For a $20 ticket, attendees get a meal, a gift and are entered for a chance to win one of 1,000 door prizes.
“With the 1,000 door prizes, you have greater than a 1-in-3 chance of winning something,” Crockett said. “Plus we give away around $35,000 in grand prizes each year.”
Grand prizes in the past have included bows, guns and hunting trips. This year’s grand prize is a 2009 Polaris Sportsman 500 ATV. Most of the prizes are donated by corporate sponsors, which help fund Beast Feast.
The real prizes, however, are the guest speakers. Past speakers include former Gov. Mike Huckabee.
“Our speaker this year will be comedian Brad Stine,” Crockett said. “He gives a hilarious, clean act. He’s not a fisherman or a hunter, but he’s going to be a great speaker for us this year.
“With 2,800 guys, plus vendors and exhibits, it’s hard to find a venue every year that’s big enough. It’s neat to see all of the people that work together to make this thing possible.”

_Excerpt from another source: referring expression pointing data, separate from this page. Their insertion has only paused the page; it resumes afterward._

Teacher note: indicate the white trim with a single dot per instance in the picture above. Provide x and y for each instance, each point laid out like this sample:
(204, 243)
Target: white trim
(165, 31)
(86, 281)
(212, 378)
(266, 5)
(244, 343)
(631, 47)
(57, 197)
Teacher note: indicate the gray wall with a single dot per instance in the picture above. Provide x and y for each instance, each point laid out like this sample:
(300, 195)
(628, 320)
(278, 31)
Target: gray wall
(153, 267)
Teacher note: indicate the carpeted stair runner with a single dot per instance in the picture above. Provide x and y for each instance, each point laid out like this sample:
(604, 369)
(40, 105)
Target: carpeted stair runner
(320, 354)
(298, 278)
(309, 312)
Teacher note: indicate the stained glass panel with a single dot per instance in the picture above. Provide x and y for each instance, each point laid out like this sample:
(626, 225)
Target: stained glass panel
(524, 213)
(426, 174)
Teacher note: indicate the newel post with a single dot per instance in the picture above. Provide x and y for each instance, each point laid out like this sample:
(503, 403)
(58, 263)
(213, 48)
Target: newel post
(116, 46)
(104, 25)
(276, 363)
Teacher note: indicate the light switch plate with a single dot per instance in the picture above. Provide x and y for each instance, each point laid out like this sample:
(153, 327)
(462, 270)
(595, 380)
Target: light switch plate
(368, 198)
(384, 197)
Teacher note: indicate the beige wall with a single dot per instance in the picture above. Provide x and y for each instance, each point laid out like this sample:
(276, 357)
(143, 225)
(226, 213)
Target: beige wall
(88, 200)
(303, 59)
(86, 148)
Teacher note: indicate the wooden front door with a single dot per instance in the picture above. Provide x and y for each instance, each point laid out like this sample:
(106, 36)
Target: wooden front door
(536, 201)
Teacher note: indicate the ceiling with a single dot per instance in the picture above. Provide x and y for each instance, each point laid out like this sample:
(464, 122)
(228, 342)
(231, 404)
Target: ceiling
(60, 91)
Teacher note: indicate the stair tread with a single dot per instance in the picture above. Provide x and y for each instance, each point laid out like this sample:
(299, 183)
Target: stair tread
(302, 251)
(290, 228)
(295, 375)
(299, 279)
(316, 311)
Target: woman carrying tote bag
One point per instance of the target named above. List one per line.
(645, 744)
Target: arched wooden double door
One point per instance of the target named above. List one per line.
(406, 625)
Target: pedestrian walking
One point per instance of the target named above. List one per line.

The impact of Beast Feast is being felt outside of the 501.
“Every year we have two to three churches that come up a few days early to learn how to put on a Beast Feast in their own community,” Crockett said. “It’s gone well beyond Conway. We’ve had churches from Texas, Tennessee and Florida that we’ve worked with to help them with the best practices that work to put on an event of this size.”
The Beast Feast has taken some heat through the years for not allowing women to attend.
“You see so many single-parent families these days, and it’s usually the father that is missing from the picture,” Crockett said.
“Our goal is to help build up stronger men in the household. If men would step up and take more of a leadership role in the family – like they’re called to do – then families would have a chance to be stronger.
“We’re trying to give men an opportunity to hear a message that might guide them in the right direction. It’s not about leaving anybody out – it’s about focusing on those that really need to step up.”